Kevin Kuenster is a figurative magical realism painter who has exhibited throughout the United States and internationally in Italy as well as Canada. Recent exhibitions include Art in the Berkshires in Lenox, Massachusetts, DAMA Gallery in Los Angeles, Musonium Gallery in Palm Springs, California, Garrison Art Center in New York, The Musonium Gallery in Tampa, and ARC Gallery in San Francisco. Kevin describes his paintings by mentioning how “animals frequently appear in my work, not as mere companions but as mirrors reflecting the parts of ourselves we try to ignore: our primal instincts, our yearnings, and our connection to nature, which we often overlook or dismiss. Through these characters and their symbolic ears, I address the irony of human existence—our attempts to rise above the natural world while never truly being separate from the environment. The characters are rendered in detailed, expressive forms which capture both their humor and fragility, creating a tension between the ridiculous and the poignant”.

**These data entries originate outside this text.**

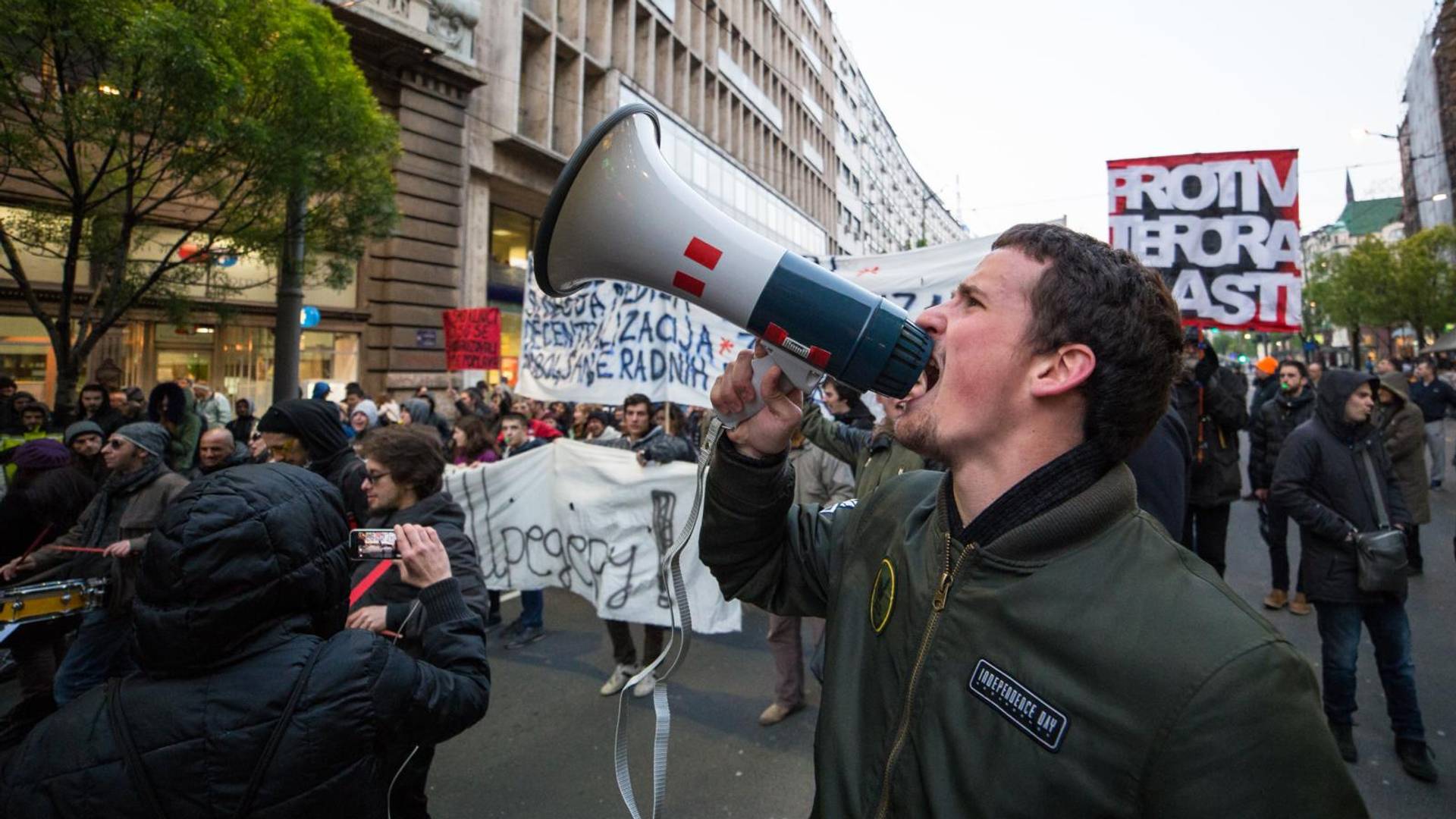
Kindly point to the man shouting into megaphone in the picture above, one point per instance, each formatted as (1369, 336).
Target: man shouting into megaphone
(1015, 637)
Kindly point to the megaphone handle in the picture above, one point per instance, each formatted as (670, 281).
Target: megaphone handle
(797, 373)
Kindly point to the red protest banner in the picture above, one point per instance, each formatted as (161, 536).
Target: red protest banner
(1222, 229)
(473, 338)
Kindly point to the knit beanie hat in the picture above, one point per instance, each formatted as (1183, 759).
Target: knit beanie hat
(147, 436)
(42, 453)
(82, 428)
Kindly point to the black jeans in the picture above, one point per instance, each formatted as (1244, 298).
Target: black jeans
(1277, 541)
(1206, 534)
(406, 799)
(1340, 649)
(622, 648)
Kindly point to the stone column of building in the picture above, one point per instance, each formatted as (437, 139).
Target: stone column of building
(419, 61)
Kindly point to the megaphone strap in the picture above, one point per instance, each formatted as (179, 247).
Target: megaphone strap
(679, 637)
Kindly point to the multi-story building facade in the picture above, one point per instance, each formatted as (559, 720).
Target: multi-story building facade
(491, 99)
(884, 206)
(1427, 133)
(747, 93)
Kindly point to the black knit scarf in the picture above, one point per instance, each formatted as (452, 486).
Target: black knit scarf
(1055, 483)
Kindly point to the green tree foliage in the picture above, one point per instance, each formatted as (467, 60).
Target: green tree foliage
(1411, 283)
(127, 117)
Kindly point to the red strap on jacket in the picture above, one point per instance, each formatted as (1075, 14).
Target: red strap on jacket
(369, 580)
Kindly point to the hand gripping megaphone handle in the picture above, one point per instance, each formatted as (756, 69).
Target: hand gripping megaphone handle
(797, 373)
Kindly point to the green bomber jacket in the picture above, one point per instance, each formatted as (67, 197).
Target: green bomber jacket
(1079, 665)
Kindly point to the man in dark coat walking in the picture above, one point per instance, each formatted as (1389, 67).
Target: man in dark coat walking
(1276, 420)
(308, 433)
(253, 700)
(1323, 479)
(1210, 401)
(121, 519)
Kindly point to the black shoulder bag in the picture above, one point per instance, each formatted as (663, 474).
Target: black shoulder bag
(1381, 553)
(131, 758)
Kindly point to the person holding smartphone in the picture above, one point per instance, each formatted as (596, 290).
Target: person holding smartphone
(402, 482)
(251, 692)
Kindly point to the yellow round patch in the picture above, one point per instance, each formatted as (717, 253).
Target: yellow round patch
(883, 596)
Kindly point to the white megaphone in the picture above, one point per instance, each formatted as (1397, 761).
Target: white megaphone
(620, 212)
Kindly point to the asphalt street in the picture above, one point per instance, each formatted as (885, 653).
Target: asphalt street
(545, 749)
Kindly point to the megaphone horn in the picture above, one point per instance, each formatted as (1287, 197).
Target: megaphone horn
(619, 212)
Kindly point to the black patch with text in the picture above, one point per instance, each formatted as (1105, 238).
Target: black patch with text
(1019, 706)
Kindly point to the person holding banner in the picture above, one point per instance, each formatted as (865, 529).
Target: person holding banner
(658, 444)
(403, 469)
(1210, 401)
(1019, 611)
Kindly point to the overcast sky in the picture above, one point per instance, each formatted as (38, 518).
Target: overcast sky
(1025, 102)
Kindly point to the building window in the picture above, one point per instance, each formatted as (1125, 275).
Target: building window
(25, 354)
(513, 234)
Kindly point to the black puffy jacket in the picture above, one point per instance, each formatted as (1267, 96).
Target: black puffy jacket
(391, 591)
(243, 582)
(1267, 431)
(1323, 482)
(1213, 428)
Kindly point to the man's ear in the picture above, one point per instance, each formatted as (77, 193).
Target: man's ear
(1062, 371)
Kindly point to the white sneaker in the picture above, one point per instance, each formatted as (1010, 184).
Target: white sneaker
(618, 681)
(645, 686)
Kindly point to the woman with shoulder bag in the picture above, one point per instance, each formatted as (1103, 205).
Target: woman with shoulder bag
(1335, 482)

Reminiscent of David Lynch films, the viewer may notice conceptual figures who are either morbid or a therianthrope, a construct much like a mythological chimera fusing multiple organisms into one being. Kevin’s characters may remind the viewer of the Mystery Man from Lynch’s film Lost Highway or the enigmatic rabbit-people sitcoms on the television set portrayed in another Lynch film, Inland Empire. These contemporary mythological individuals which Kevin has constructed remain cold and distant from each other and especially towards the viewer. The spectator can observe the eyes of the figures wandering off into the distance, as if they are zoning out and losing consciousness, as opposed to peering into each other or at the audience.

Ranging from fawns to rabbits, the various characters within the paintings often contain rabbit ears, growing antlers, or even have the face and head of a deer or rabbit. Often dazed, confused, and distant combined with a naturalistic yet colorful palette, the paintings reveal a contemporary reaction to lack of connection between individuals due to social constructs as well as technology. Sometimes wild animals will be frolicing in interiors within the compositions and will behave as a form of symbolism, perhaps referring to a containment or even destruction of nature by human impact.

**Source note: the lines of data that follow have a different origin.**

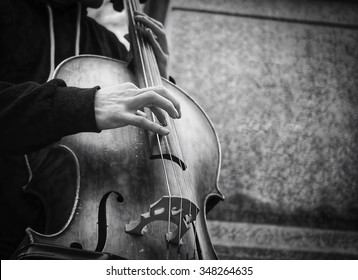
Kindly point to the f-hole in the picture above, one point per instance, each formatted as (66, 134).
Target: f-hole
(102, 220)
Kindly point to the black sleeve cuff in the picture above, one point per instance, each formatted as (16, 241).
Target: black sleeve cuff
(74, 110)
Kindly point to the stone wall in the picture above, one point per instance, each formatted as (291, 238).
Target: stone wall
(279, 80)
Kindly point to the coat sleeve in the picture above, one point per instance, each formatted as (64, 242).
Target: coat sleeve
(33, 115)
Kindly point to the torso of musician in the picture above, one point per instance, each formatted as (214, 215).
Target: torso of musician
(142, 185)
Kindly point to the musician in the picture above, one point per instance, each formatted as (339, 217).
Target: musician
(35, 110)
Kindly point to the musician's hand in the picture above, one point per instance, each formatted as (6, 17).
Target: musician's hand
(120, 105)
(154, 31)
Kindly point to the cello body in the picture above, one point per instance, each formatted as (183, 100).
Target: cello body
(110, 182)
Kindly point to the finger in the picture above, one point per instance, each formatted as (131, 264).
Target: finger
(140, 14)
(160, 115)
(147, 124)
(165, 93)
(151, 98)
(121, 87)
(141, 113)
(158, 31)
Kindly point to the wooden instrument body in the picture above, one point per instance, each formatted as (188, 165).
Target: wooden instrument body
(115, 180)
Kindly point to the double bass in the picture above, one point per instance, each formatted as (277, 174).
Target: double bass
(129, 192)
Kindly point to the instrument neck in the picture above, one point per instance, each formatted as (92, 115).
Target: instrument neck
(145, 62)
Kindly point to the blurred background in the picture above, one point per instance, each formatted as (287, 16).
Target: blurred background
(279, 80)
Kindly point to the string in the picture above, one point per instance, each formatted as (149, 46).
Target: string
(147, 58)
(149, 55)
(139, 42)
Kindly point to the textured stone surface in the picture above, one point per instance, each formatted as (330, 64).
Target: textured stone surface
(279, 79)
(283, 97)
(259, 241)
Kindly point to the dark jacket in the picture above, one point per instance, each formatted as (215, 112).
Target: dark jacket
(33, 112)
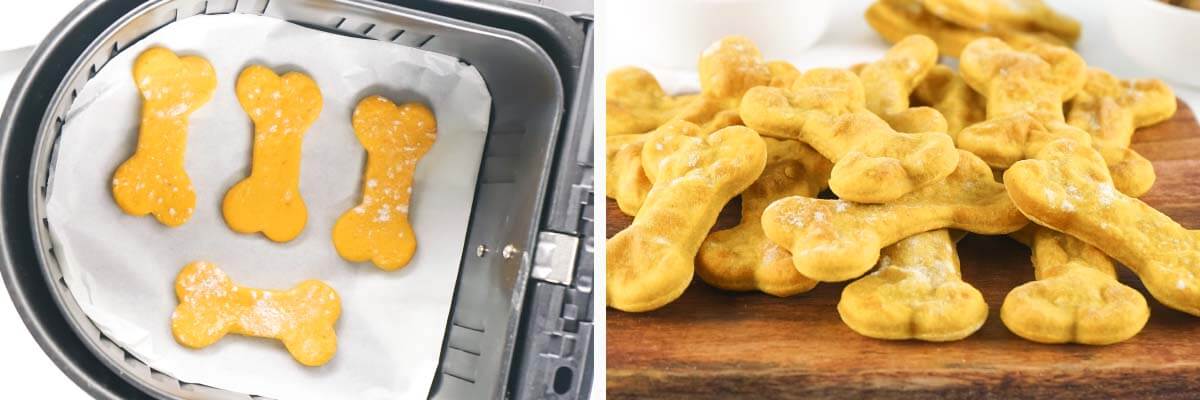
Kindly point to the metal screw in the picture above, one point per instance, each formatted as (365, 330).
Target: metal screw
(509, 251)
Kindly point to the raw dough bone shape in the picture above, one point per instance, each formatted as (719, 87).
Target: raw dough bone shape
(1077, 297)
(1012, 15)
(946, 91)
(211, 305)
(154, 180)
(395, 139)
(1068, 189)
(742, 258)
(652, 261)
(891, 81)
(916, 293)
(835, 240)
(282, 108)
(897, 19)
(873, 163)
(636, 103)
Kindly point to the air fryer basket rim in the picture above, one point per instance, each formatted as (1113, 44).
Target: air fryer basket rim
(15, 249)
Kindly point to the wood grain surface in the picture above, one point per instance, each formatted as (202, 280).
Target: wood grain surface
(714, 344)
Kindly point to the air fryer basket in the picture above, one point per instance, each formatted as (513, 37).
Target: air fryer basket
(505, 238)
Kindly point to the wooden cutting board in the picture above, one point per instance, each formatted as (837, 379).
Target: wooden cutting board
(714, 344)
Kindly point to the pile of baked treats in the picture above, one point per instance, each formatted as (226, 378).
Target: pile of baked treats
(1023, 139)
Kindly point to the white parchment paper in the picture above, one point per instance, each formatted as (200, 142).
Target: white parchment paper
(121, 269)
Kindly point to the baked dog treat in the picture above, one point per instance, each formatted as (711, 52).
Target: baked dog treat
(891, 81)
(211, 305)
(1009, 15)
(873, 162)
(652, 261)
(636, 102)
(946, 91)
(742, 258)
(916, 293)
(1110, 111)
(625, 180)
(1068, 189)
(395, 138)
(154, 180)
(1075, 298)
(282, 109)
(897, 19)
(837, 240)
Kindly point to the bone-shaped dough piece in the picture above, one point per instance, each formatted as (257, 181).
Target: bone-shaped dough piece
(897, 19)
(835, 240)
(395, 138)
(889, 82)
(652, 261)
(873, 162)
(211, 305)
(625, 180)
(946, 91)
(742, 258)
(917, 292)
(154, 180)
(282, 108)
(1013, 15)
(636, 102)
(1067, 189)
(1075, 298)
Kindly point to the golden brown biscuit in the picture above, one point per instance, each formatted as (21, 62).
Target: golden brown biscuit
(837, 240)
(742, 258)
(154, 180)
(211, 305)
(897, 19)
(1008, 15)
(636, 103)
(1068, 189)
(282, 109)
(917, 292)
(946, 91)
(1110, 111)
(652, 261)
(1077, 297)
(873, 162)
(891, 81)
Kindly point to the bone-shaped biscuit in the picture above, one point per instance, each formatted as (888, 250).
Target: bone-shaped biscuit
(636, 103)
(625, 180)
(154, 180)
(1110, 111)
(395, 138)
(917, 292)
(891, 81)
(282, 108)
(1068, 189)
(652, 261)
(873, 162)
(1012, 15)
(946, 91)
(897, 19)
(211, 305)
(1075, 298)
(742, 258)
(835, 240)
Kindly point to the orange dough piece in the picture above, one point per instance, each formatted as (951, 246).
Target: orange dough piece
(395, 139)
(154, 180)
(211, 305)
(282, 109)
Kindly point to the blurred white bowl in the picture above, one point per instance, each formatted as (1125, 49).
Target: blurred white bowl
(1161, 37)
(671, 34)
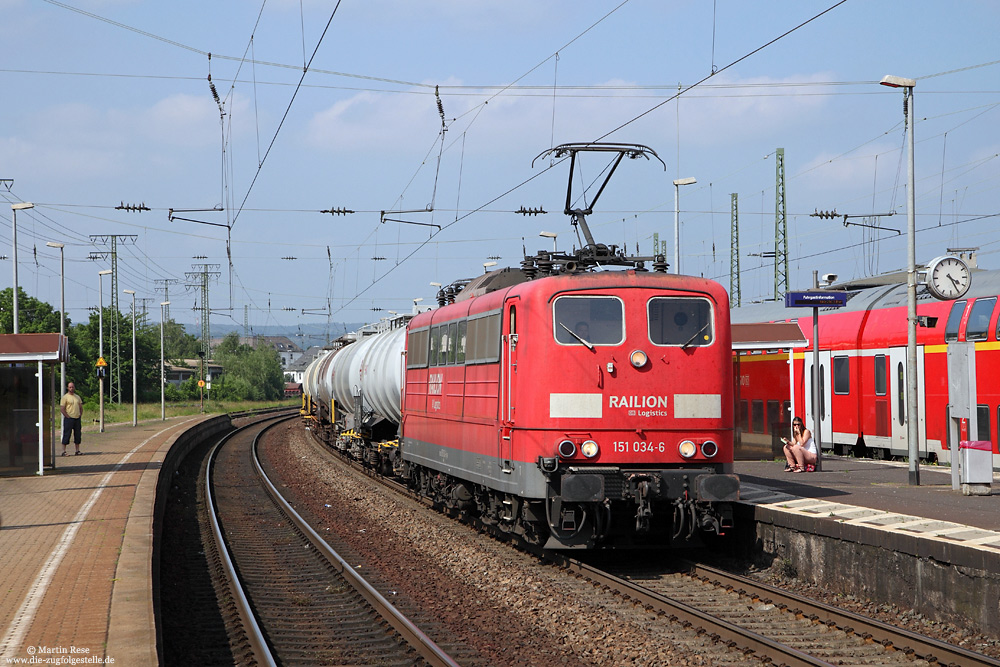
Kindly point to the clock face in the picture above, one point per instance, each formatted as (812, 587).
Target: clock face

Herido de amor, coronado de éxtasis (Wounded by love, crowned with ecstasy) (pictured above) portrays a young woman in what appears to be a form of a taxidermy during her last moments of agony as she became hunted down. She has deer antlers growing from her head and she stands nude with injuries by arrows. Her legs appear to be cut off as if she were a taxidermal sculpture yet she bleeds out as if she were still alive. The morbidity of the painting may remind the viewer of concepts contained within the film Freaks from the 1930's, a film which in turn inspired David Lynch as a filmmaker.

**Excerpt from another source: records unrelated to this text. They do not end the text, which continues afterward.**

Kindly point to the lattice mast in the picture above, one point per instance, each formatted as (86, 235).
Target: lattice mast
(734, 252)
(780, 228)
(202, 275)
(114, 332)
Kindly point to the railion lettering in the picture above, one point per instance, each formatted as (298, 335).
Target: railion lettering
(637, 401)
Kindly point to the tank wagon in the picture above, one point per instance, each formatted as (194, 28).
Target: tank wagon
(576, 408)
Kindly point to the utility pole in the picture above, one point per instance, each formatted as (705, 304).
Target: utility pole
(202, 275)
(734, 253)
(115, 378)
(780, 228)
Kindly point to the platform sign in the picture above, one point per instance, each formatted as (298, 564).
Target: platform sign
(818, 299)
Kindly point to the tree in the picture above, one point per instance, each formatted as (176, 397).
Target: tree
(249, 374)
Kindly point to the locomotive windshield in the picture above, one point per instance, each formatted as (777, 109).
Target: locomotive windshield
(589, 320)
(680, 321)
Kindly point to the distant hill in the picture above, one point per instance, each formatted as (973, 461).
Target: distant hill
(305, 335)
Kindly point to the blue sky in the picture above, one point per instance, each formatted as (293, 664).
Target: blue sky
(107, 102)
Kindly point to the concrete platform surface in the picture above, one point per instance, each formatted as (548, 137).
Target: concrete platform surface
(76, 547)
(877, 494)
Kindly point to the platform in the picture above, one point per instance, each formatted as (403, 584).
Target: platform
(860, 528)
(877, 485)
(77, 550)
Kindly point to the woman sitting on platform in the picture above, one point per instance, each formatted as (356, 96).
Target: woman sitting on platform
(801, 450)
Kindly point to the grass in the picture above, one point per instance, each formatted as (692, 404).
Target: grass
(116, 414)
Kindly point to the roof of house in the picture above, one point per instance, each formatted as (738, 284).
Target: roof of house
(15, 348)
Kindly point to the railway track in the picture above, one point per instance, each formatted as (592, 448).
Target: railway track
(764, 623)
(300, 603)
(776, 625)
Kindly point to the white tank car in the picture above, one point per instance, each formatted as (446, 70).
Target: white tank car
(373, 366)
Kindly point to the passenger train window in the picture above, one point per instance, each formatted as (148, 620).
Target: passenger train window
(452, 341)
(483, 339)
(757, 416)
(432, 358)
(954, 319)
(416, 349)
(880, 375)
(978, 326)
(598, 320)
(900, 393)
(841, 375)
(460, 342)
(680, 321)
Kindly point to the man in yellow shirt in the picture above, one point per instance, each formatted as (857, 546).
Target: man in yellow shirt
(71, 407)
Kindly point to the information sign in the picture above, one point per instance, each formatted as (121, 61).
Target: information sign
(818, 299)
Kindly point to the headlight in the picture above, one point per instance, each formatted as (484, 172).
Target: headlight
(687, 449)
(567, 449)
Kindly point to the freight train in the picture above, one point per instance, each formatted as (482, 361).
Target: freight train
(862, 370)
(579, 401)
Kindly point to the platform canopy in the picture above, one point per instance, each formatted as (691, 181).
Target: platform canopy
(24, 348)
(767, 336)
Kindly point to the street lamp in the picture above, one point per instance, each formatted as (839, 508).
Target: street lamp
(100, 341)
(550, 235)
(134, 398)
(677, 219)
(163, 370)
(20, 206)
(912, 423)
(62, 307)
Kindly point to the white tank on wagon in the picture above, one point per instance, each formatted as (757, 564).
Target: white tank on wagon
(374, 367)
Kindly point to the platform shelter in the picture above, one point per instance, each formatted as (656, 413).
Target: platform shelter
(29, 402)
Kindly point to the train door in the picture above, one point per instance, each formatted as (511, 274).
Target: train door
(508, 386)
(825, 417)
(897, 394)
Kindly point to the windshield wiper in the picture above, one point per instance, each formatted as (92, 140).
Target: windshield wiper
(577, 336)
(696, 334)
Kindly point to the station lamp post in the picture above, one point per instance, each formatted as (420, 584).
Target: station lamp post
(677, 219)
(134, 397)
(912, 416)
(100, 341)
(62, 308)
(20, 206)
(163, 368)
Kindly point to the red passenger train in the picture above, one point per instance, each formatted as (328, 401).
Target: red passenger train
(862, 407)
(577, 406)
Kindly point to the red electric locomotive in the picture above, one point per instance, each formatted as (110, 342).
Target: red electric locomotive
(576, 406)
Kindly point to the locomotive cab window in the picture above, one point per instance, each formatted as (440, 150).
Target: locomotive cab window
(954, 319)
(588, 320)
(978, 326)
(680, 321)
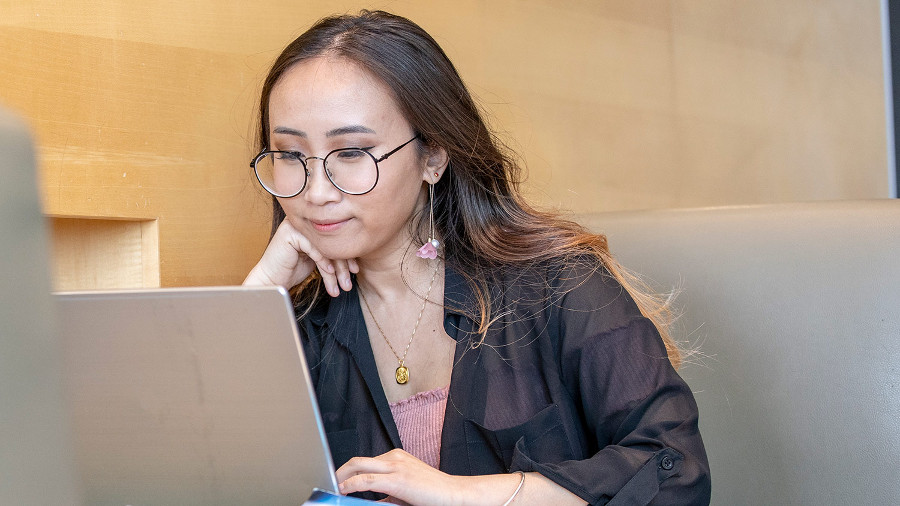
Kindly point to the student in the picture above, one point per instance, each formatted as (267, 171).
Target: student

Kevin Kuenster combines the refined with the macabre. His disturbing paintings with their sense of morbidity ranging from suggesting bestiality, decapitation, torture, or murder convey an interpretation of a tormented contemporary world bent on social distance and violence. Kevin Kuenster reveals the darkest parts of human psychology, especially in the context of contemporary social discourse. The paintings contain a primal instinct followed by the refinement of technique and quaint interiors which contain a wild, raw nature as well as an absurdity contained through the concepts and subject matter. Kevin Kuenster displays a grand sense of vulgarity and debauchery on a scale and nuance seldom seen throughout the ages since the time of 17th century Flemish painter Peter Paul Rubens.